Por un momento la cara de Carslake mostró un desagrado instintivo. Me di cuenta de que era un verdadero conservador que prefería el más soberano aburrimiento a una diversión de meretrices.
Se quedó un rato callado, como pensando; por fin dijo lentamente:
—Pero tiene fama de bueno. ¡Sí! Tiene fama de bueno… Aunque, desde luego, carece de telón de fondo.
—¿Se refiere a que no nació en Cornualles? —pregunté—. ¿De dónde viene?
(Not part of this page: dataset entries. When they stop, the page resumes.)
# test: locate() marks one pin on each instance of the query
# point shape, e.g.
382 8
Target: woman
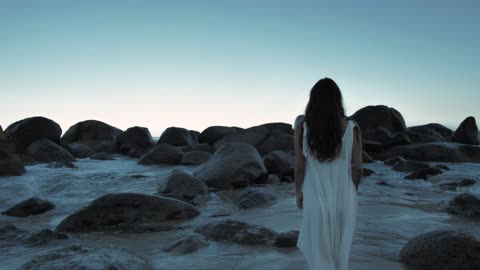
328 169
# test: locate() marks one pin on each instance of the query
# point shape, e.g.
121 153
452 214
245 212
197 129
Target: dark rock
371 117
367 172
443 131
59 164
187 245
234 165
254 197
279 163
237 232
128 211
214 133
196 147
80 258
101 156
162 154
437 152
44 237
393 160
465 204
96 134
286 239
409 166
424 173
177 136
195 157
183 184
32 206
467 132
135 141
24 132
458 183
80 150
442 250
46 151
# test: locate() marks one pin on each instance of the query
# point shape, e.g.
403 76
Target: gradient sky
195 64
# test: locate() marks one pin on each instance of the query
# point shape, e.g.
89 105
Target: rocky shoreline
246 161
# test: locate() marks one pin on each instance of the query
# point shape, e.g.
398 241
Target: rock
135 141
80 150
101 156
465 204
424 173
162 154
187 245
183 184
24 132
177 136
442 250
371 117
467 132
96 134
129 212
367 172
46 151
286 239
437 152
254 197
279 163
10 164
458 183
214 133
59 164
366 158
78 258
44 237
409 166
234 165
443 131
237 232
32 206
393 160
205 147
195 157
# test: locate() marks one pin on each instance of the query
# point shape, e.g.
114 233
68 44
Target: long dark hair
323 116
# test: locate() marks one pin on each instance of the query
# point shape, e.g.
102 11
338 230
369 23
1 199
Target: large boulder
96 134
134 141
465 204
438 152
32 206
79 258
183 184
24 132
130 212
178 136
46 151
237 232
442 250
162 154
214 133
279 163
234 165
467 132
371 117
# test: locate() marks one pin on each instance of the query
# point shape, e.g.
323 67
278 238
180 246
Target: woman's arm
357 162
299 160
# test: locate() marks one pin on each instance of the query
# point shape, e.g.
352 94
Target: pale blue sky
200 63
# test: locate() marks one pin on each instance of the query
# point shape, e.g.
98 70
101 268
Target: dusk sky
195 64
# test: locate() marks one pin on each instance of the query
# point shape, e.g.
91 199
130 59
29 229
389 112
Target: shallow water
387 215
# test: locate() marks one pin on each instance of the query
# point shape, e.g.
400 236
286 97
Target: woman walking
328 169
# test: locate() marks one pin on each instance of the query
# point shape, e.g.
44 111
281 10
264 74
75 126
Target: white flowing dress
329 207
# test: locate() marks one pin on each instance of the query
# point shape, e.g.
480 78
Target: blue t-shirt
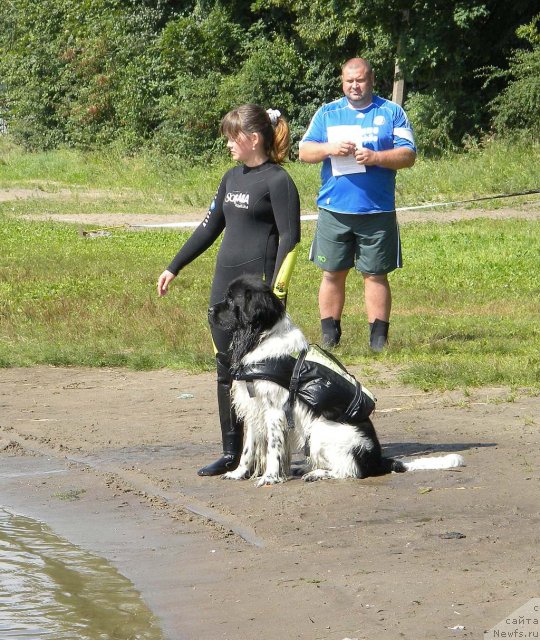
380 126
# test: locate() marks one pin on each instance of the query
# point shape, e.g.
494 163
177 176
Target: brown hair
252 118
354 63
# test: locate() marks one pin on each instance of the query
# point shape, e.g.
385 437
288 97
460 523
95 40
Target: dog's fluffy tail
450 461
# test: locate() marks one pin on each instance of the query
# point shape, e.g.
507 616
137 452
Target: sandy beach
108 459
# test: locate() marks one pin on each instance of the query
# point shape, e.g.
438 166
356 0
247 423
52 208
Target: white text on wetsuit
239 200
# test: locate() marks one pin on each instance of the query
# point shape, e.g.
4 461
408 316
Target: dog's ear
262 308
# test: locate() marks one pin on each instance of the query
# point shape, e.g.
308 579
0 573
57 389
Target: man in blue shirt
361 140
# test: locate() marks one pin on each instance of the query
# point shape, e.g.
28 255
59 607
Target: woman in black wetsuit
257 205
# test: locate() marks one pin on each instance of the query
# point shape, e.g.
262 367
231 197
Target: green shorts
369 242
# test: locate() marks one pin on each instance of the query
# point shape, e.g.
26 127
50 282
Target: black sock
331 331
378 334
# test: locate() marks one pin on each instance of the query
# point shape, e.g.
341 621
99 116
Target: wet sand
108 459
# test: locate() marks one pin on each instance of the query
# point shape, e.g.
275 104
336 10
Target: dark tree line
161 73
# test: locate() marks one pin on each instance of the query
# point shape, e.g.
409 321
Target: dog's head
249 309
249 302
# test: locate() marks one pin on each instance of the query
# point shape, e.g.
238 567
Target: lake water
53 590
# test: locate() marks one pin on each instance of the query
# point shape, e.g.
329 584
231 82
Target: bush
433 121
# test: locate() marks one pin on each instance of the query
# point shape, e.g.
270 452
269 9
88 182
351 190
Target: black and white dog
263 332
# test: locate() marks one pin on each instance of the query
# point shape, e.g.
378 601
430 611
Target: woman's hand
163 282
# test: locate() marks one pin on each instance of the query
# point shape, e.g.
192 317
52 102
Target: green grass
466 304
104 181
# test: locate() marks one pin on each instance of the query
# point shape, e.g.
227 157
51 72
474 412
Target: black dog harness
318 379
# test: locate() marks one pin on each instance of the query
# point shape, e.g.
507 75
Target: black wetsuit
259 209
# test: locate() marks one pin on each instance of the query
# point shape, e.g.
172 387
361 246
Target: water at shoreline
51 589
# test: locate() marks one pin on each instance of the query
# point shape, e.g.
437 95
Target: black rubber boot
378 334
232 431
331 332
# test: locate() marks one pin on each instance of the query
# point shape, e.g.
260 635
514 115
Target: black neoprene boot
331 332
232 431
378 334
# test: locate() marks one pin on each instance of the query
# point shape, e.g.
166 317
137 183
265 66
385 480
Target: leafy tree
517 107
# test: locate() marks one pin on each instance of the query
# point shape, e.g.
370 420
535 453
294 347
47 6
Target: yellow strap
284 275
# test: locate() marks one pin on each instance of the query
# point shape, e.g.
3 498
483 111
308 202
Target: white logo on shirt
239 200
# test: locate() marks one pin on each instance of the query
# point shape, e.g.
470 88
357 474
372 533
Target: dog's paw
237 474
317 474
268 479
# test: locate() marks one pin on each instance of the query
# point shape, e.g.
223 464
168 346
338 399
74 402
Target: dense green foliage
161 73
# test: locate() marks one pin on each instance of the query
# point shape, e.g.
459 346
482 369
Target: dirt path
526 207
417 555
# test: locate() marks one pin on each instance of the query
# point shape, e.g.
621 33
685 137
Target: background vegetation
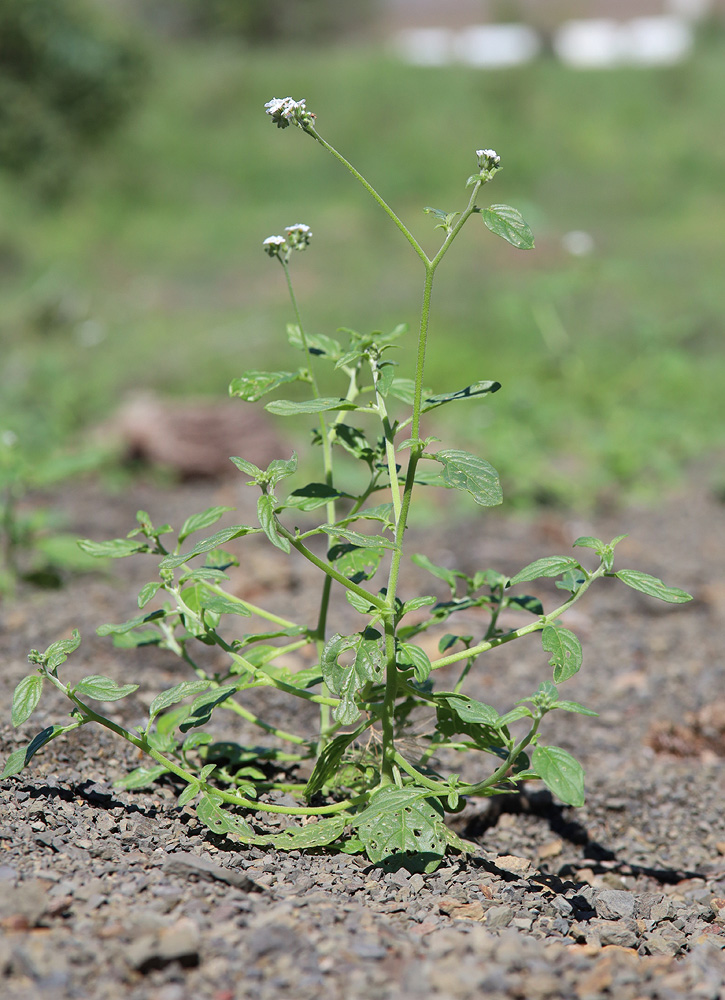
149 273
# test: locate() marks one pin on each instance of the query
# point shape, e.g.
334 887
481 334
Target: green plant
366 792
33 548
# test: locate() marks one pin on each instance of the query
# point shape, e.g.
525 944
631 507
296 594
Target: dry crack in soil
105 891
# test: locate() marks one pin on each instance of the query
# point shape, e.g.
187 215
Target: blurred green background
139 176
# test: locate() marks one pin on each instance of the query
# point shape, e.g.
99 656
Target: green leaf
280 468
509 224
224 605
290 407
141 777
463 471
317 343
26 697
189 794
566 649
449 575
312 496
176 694
653 587
561 773
222 821
520 712
203 520
548 566
346 680
328 762
207 545
101 688
470 710
118 629
354 562
204 705
146 593
475 389
301 838
573 706
59 651
356 538
21 757
117 548
265 510
252 385
402 824
417 658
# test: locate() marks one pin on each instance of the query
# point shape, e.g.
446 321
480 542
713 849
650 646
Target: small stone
512 863
499 916
615 904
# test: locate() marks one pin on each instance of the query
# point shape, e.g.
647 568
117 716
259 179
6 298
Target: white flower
275 245
299 236
284 111
488 159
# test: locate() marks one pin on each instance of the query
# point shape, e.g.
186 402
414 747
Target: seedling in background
368 791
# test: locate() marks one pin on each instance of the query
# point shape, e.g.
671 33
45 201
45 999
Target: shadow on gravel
596 857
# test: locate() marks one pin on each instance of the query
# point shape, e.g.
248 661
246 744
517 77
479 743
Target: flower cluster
489 162
284 111
298 238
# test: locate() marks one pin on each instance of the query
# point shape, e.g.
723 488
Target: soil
106 892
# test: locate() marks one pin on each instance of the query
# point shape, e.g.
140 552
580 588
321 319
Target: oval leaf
26 698
548 566
203 520
290 408
101 688
653 587
561 773
462 471
176 694
566 649
509 224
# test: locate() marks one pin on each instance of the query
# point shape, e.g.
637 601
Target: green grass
612 365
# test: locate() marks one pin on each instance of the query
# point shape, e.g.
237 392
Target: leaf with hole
509 224
345 680
566 649
653 587
561 773
547 567
463 471
323 404
101 688
403 825
204 705
203 520
176 694
252 385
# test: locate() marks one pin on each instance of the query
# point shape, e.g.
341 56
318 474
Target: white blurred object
657 41
595 42
578 243
424 46
643 41
692 10
494 46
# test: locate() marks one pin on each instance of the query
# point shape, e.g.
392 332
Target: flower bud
284 111
299 236
488 159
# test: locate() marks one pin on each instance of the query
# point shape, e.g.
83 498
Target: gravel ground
104 890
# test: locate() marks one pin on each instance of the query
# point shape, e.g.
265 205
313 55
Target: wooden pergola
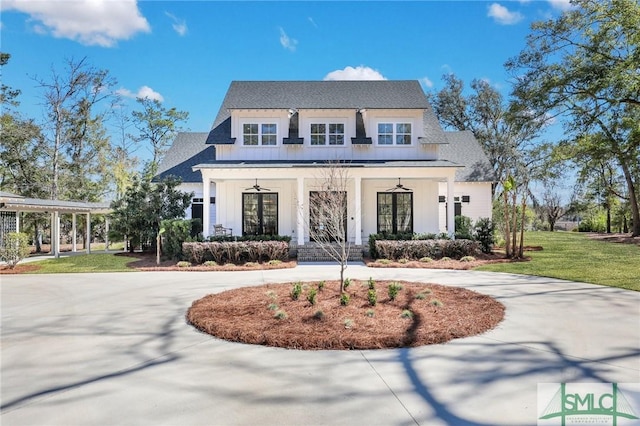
18 204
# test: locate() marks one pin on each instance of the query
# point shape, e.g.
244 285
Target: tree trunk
515 224
507 233
633 200
521 248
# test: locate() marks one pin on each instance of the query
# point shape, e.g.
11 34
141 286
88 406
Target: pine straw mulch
248 315
481 259
147 262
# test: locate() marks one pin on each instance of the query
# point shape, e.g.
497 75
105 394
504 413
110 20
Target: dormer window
259 134
394 133
323 133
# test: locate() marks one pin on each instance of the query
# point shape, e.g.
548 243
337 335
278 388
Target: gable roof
187 150
348 94
463 148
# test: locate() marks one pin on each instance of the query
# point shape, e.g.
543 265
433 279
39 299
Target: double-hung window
259 134
395 212
394 133
323 133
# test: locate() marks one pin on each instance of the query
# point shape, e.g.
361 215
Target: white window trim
395 123
327 123
260 123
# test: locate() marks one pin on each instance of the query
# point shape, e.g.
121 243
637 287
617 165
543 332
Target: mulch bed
244 315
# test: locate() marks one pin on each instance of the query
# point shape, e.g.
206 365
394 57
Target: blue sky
187 52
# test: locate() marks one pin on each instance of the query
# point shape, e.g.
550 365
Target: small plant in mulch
280 315
344 299
406 313
272 295
296 290
347 283
267 315
393 290
423 294
372 296
371 284
311 295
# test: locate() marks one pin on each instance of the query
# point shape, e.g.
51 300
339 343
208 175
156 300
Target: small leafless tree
551 207
328 215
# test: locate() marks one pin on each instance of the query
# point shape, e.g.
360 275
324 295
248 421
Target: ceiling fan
399 185
257 187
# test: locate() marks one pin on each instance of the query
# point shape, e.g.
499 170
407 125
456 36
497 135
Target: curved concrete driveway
106 349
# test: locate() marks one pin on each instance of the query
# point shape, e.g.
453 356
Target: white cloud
358 73
286 42
143 92
561 4
504 16
179 25
90 22
427 82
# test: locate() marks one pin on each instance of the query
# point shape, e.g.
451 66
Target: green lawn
573 256
99 262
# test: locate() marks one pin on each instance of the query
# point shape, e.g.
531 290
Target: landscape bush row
418 249
235 251
482 233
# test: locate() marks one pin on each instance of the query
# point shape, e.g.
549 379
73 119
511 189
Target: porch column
300 211
451 208
74 237
358 207
206 207
55 234
88 233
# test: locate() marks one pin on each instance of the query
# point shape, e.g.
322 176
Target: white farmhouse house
256 171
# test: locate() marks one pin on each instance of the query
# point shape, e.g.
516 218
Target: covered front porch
289 187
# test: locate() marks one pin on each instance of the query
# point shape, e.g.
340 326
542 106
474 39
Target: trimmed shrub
464 228
483 233
14 248
235 251
418 249
176 232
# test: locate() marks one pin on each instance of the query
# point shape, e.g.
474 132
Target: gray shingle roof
464 149
188 149
259 164
377 94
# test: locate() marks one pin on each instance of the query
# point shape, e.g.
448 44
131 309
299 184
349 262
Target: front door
327 216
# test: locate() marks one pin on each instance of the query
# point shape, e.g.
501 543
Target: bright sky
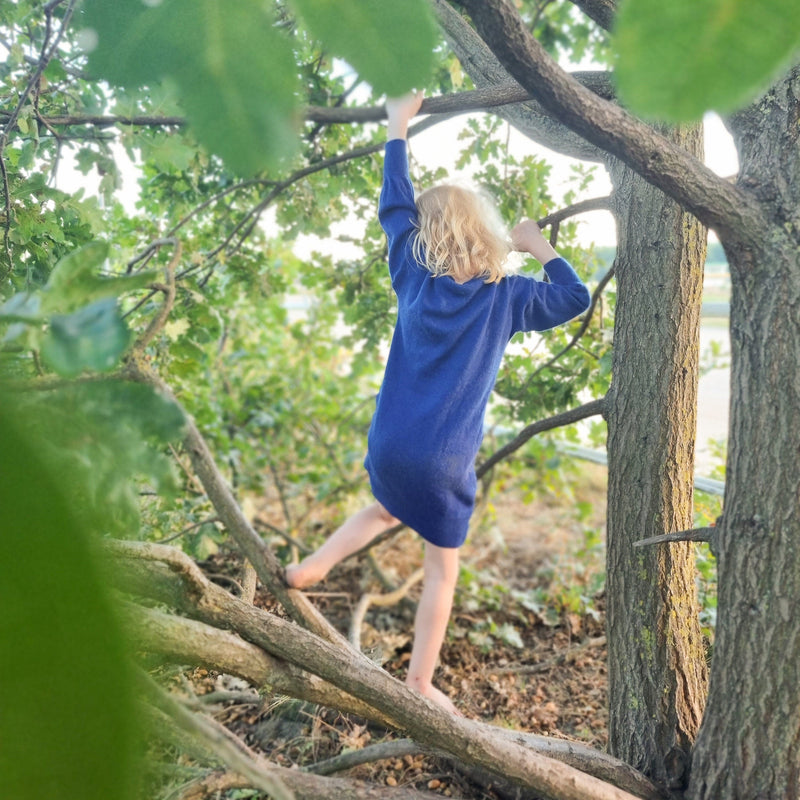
439 147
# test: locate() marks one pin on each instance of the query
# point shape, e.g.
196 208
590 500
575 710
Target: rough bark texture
657 671
657 663
718 204
485 70
749 744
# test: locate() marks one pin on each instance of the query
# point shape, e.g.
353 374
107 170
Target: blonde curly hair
460 234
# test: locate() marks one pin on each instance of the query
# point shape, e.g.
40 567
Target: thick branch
600 11
694 535
305 786
427 723
666 165
585 411
531 119
186 641
231 750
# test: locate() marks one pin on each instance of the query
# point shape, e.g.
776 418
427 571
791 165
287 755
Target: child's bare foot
302 575
438 697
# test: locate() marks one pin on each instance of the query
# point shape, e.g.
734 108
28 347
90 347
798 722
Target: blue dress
442 365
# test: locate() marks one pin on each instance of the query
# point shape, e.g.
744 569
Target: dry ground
525 647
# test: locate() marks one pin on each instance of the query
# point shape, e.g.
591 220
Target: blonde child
457 310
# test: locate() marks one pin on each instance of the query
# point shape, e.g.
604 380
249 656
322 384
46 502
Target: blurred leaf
244 109
390 44
68 726
92 338
74 281
682 58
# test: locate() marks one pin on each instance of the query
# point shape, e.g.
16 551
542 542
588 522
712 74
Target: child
457 311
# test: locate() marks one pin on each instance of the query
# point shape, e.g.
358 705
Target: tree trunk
657 669
749 744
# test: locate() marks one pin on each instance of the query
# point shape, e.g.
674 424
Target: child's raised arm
400 110
527 238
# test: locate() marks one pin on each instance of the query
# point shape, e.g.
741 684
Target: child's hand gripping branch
526 237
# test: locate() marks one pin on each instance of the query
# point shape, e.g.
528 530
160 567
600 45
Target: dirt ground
525 648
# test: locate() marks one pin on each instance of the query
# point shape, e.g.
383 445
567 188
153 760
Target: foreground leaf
68 723
389 44
682 58
92 338
234 72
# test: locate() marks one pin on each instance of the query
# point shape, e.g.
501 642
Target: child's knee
385 516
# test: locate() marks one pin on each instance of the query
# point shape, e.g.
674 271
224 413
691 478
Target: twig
231 750
388 599
590 409
188 528
45 55
249 581
158 321
396 748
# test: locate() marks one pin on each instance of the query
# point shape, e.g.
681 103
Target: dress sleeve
539 306
397 213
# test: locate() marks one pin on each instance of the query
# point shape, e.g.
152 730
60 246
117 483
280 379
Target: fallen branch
695 535
591 409
183 586
563 658
266 565
229 749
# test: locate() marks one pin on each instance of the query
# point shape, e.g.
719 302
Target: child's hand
399 111
528 238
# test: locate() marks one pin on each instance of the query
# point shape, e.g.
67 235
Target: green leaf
681 58
125 41
74 282
235 73
69 722
390 44
92 338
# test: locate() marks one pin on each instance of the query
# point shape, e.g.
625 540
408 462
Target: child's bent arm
400 111
527 238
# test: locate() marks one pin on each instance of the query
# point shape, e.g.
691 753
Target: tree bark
657 669
749 743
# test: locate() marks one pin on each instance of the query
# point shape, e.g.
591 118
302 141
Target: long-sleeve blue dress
442 365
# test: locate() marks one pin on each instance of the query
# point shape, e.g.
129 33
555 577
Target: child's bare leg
430 625
357 532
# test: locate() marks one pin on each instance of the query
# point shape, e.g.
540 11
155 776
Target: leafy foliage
69 724
680 59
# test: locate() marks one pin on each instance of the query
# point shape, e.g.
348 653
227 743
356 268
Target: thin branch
430 725
713 200
231 750
591 409
587 318
188 529
458 102
269 570
159 320
695 535
46 54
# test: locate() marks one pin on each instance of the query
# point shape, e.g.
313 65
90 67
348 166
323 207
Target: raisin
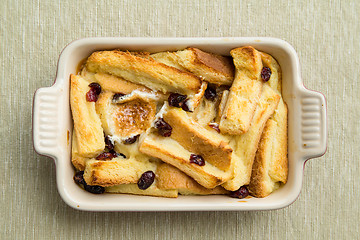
265 74
105 156
93 94
210 93
94 189
164 129
242 192
146 179
185 106
79 178
117 96
109 144
131 140
115 154
176 100
215 126
197 159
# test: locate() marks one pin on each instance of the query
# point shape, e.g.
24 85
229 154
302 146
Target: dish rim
58 153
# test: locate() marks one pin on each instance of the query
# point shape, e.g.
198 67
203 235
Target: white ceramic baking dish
52 126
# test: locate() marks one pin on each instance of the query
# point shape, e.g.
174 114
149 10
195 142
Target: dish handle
46 112
313 124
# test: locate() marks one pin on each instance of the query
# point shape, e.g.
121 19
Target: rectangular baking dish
52 126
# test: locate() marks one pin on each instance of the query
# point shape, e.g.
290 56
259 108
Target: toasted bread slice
247 143
153 190
77 160
244 92
170 177
87 124
118 85
279 162
197 139
116 171
155 75
270 166
213 68
125 119
168 58
170 151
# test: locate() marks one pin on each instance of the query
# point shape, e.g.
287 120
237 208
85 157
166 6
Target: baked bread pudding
186 122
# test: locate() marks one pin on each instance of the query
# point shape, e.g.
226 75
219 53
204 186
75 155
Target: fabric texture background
325 35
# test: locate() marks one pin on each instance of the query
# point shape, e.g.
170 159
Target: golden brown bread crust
87 124
247 143
279 163
213 68
153 190
148 72
196 139
171 152
115 171
125 119
169 177
118 85
244 92
77 160
271 163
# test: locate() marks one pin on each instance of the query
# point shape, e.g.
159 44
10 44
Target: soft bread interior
213 68
247 143
244 92
116 171
153 190
169 177
87 124
270 167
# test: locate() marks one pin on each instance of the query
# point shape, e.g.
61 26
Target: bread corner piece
145 71
213 68
116 171
169 177
270 168
87 124
244 92
153 190
174 150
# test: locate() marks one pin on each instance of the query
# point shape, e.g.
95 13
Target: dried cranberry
215 126
93 94
105 156
117 96
164 129
242 192
115 154
197 159
109 144
146 179
79 178
265 74
131 140
94 189
185 106
176 100
210 93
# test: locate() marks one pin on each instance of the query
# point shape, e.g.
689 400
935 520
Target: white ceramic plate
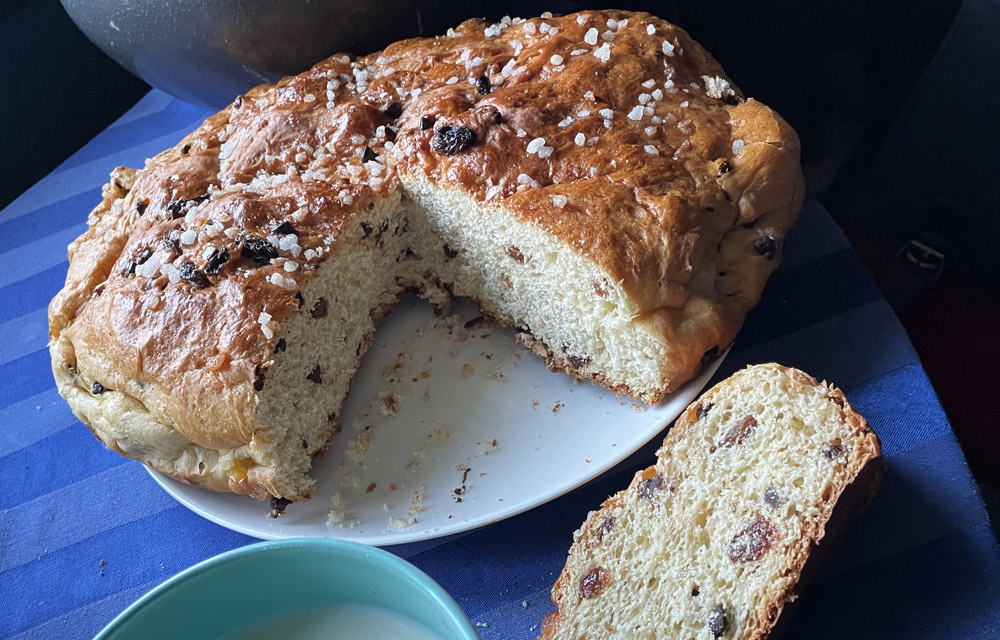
474 412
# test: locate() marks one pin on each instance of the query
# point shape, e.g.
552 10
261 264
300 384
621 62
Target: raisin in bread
711 541
613 197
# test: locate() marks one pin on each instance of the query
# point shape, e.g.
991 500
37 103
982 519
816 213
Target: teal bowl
297 586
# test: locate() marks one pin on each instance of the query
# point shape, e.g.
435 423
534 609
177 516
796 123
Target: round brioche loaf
594 180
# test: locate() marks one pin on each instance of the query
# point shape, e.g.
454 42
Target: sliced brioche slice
711 541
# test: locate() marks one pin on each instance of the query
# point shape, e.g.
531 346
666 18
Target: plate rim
179 491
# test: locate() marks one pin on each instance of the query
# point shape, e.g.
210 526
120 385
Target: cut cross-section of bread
593 180
711 541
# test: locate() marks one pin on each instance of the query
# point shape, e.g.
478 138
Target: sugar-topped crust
612 131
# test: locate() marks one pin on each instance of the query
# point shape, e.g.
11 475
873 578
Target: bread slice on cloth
711 541
594 180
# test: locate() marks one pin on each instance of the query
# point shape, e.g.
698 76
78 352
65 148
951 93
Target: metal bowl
209 51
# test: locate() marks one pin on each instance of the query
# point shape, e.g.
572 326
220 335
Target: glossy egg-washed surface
613 131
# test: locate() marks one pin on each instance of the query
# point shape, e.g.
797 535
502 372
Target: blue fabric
920 563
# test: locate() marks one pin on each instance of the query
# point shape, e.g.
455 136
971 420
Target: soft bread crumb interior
716 523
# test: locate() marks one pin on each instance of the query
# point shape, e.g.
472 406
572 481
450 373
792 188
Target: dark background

—A decir verdad no tengo ni idea… No viene de ningún sitio concreto, si sabe lo que quiero decir… Mantendremos en la oscuridad todo lo referente a ese tema. Trabajaremos la cuestión de la guerra, su impresionante servicio y todas esas cosas. Puede servir para el hombre de la calle, el inglés corriente. Desde luego no responde a nuestro tipo usual… Y me temo que la señora St. Loo no lo aprobará realmente.
Teresa preguntó con delicadeza si importaba demasiado que lady St. Loo no lo aprobara. Por su contestación resultaba evidente que sí. Lady St. Loo era la cabeza visible de la Asociación de Mujeres Conservadoras y dicha asociación era muy poderosa en St. Loo. Se metían en todo, manejaban toda clase de asuntos y sacaban a relucir todos los temas. Según Carslake, tenían una gran influencia en el voto de las mujeres. Y aseguró que el voto de las mujeres resultaba vital.
Al decir esto último, pareció alegrarse un poco.
—Ésa es una de las razones por la que me siento optimista respecto a John Gabriel —dijo—. Le va bien con las mujeres.
—Pero no con lady St. Loo…
—Lady St. Loo se está portando maravillosamente —aseguró Carslake—. Reconoce que pertenece al viejo estilo. Pero apoya de todo corazón lo que el partido considera necesario.
Antes de marcharse, Carslake había dicho con tristeza:
—Después de todo, los tiempos ya no son los mismos. Teníamos la costumbre de meter en política a caballeros. Pero ya quedan muy pocos. Deseaba que este tipo fuese también un caballero, pero no lo es y hay que rendirse ante la evidencia. Si no se puede contar con un caballero, supongo que lo más aconsejable es un héroe.
Cuando Carslake desapareció, comenté con Teresa que sus últimas palabras eran prácticamente un epigrama.
—¿Cómo supones que es? ¿Terriblemente gallardo?
—No. Me imagino que se trata de un tipo agradable…
—¿Lo dices por su Cruz de la Victoria?
—¡En absoluto! ¡Por Dios! Esas cruces se pueden obtener solo con ser simplemente temerario e incluso por ser estúpido. Como sabes, siempre se aseguró que el viejo Freddy Elton consiguió ese honor por ser demasiado estúpido para saber cuándo había que retirarse de una posición avanzada. Así, llamaron dar la cara a una insuperable casualidad. En realidad el viejo no tenía la menor idea de que los demás se habían ido.
—No seas ridículo, Hugh. ¿Por qué crees que ese tal John Gabriel tiene que ser agradable?
—Pues porque no le gusta a Carslake. El único tipo que le podría gustar a Carslake sería un fulano tremendamente pretencioso.
—Lo que equivale a decir que no te gusta el pobre capitán Carslake.
—Nada de pobre. Carslake se acomoda tan bien a su trabajo como una pulga a un perrillo de lanas. ¡Y vaya un trabajo!
—¿Es mejor que cualquier otro? Es un trabajo sumamente duro…
—Sí, eso es verdad. Pero si empleas toda tu vida calculando qué efecto tendrá esto sobre aquello, terminarás no sabiendo lo que «esto» y «aquello» son en realidad.
—¿Te refieres a un divorcio de la realidad?
—Sí. Y a fin de cuentas, ¿no es a eso a lo que llegan todos los políticos? Siempre preocupados por lo que la gente puede llegar a creer, por lo que puede aguantar y por lo que se les puede inducir a que crean. Nunca piensan en el hecho en sí.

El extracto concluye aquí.